„Wir bringen Gründungsteams zusammen“
Tobias Kirschnick und Olivia Budek von der Berliner WISTA Management GmbH im Interview
Tobias Kirschnick, Leiter des Gründungsteams bei der WISTA Management GmbH und Juniorgründungsberaterin Olivia Budek wollen gemeinsam die Netzwerkaktivitäten für Gründungsteams im Technologiepark Berlin-Adlershof und im Charlottenburger Innovations-Centrum CHIC stärken. Beide blicken auf eigene Gründungserfahrungen zurück und sprechen im Interview über ihre Ideen und Pläne für das Gründungsgeschehen.
Welche Wege haben Sie ins WISTA-Gründungsteam geführt?

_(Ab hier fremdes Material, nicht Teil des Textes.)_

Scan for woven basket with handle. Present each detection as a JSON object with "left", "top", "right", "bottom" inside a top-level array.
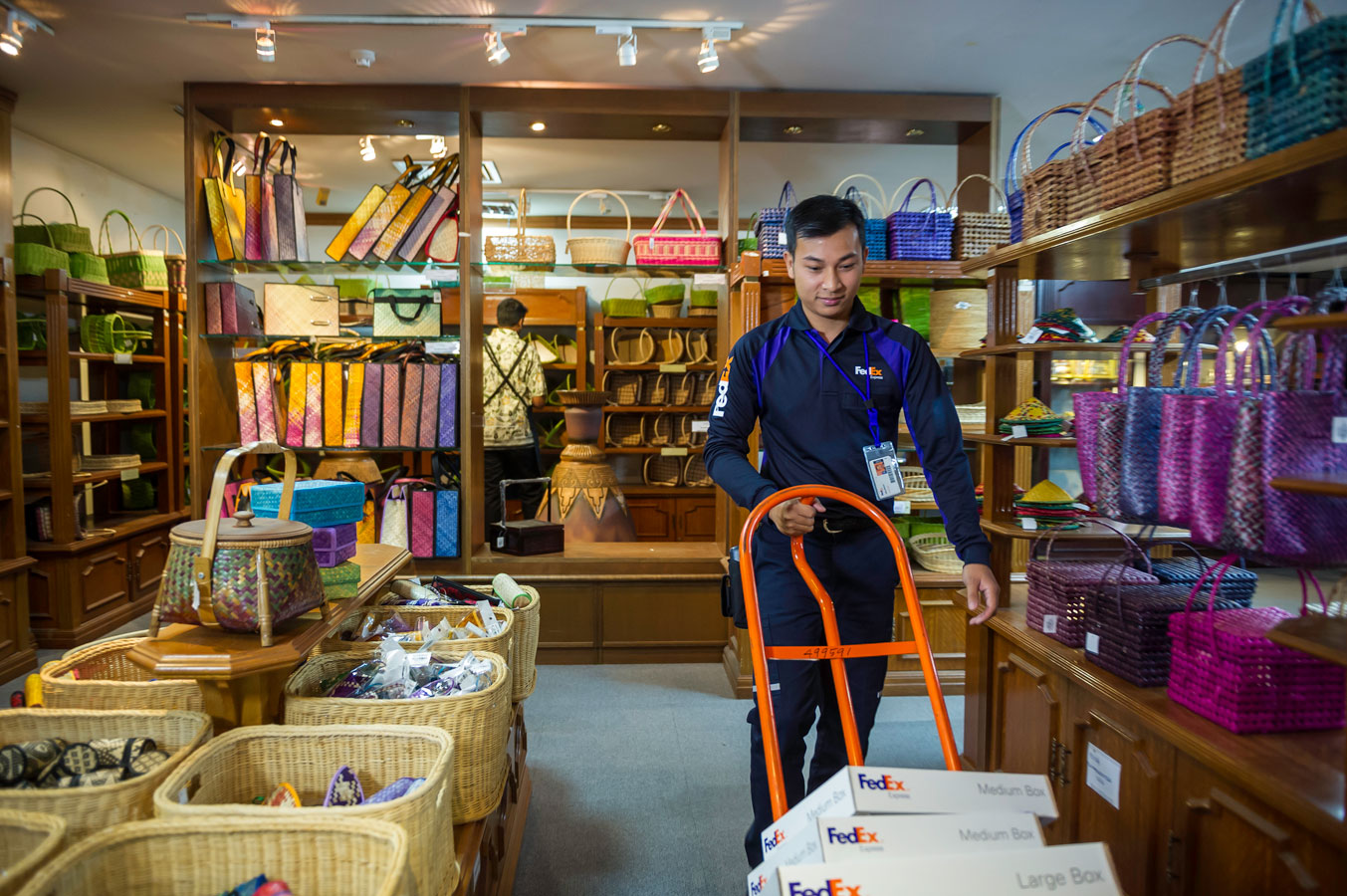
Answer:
[
  {"left": 155, "top": 725, "right": 458, "bottom": 893},
  {"left": 565, "top": 190, "right": 632, "bottom": 266},
  {"left": 23, "top": 818, "right": 411, "bottom": 896},
  {"left": 484, "top": 190, "right": 557, "bottom": 266},
  {"left": 39, "top": 638, "right": 202, "bottom": 713},
  {"left": 284, "top": 646, "right": 511, "bottom": 824}
]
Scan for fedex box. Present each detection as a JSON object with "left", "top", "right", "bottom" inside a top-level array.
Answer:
[
  {"left": 813, "top": 812, "right": 1042, "bottom": 862},
  {"left": 763, "top": 766, "right": 1057, "bottom": 861},
  {"left": 779, "top": 843, "right": 1122, "bottom": 896}
]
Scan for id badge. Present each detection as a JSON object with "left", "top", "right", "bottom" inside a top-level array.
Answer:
[{"left": 865, "top": 442, "right": 904, "bottom": 501}]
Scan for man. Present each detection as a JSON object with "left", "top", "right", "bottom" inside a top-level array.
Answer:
[
  {"left": 482, "top": 299, "right": 547, "bottom": 538},
  {"left": 705, "top": 195, "right": 999, "bottom": 866}
]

Olivia Budek: Schon zu Schulzeiten an einem Wirtschaftsgymnasium in Brühl habe ich Netzwerktreffen für Gründerinnen und Gründer im Social-Business organisiert, die ihre Ideen dort pitchen und dann beim Buffet diskutieren konnten. Die Zutaten haben wir aus Bioläden abgeholt und so vor dem Wegwerfen gerettet.
Ich habe Kulturwissenschaften und Linguistik in Frankfurt/Oder studiert und nebenher weiter Gründungsideen entwickelt. Meine erste echte Gründung gemeinsam mit zwei Freundinnen ist localBOXberlin. Die Idee: Motto-Geschenkboxen mit regionalen Produkten, verpackt in Holzkisten, die bisher entsorgt wurden. Regional, kurze Lieferwege zwischen Stadt und Umland, Kreislaufwirtschaft – das waren für uns die wichtigsten Aspekte.
Wie ging ihr Weg von der Gründung zur Juniorleitung weiter?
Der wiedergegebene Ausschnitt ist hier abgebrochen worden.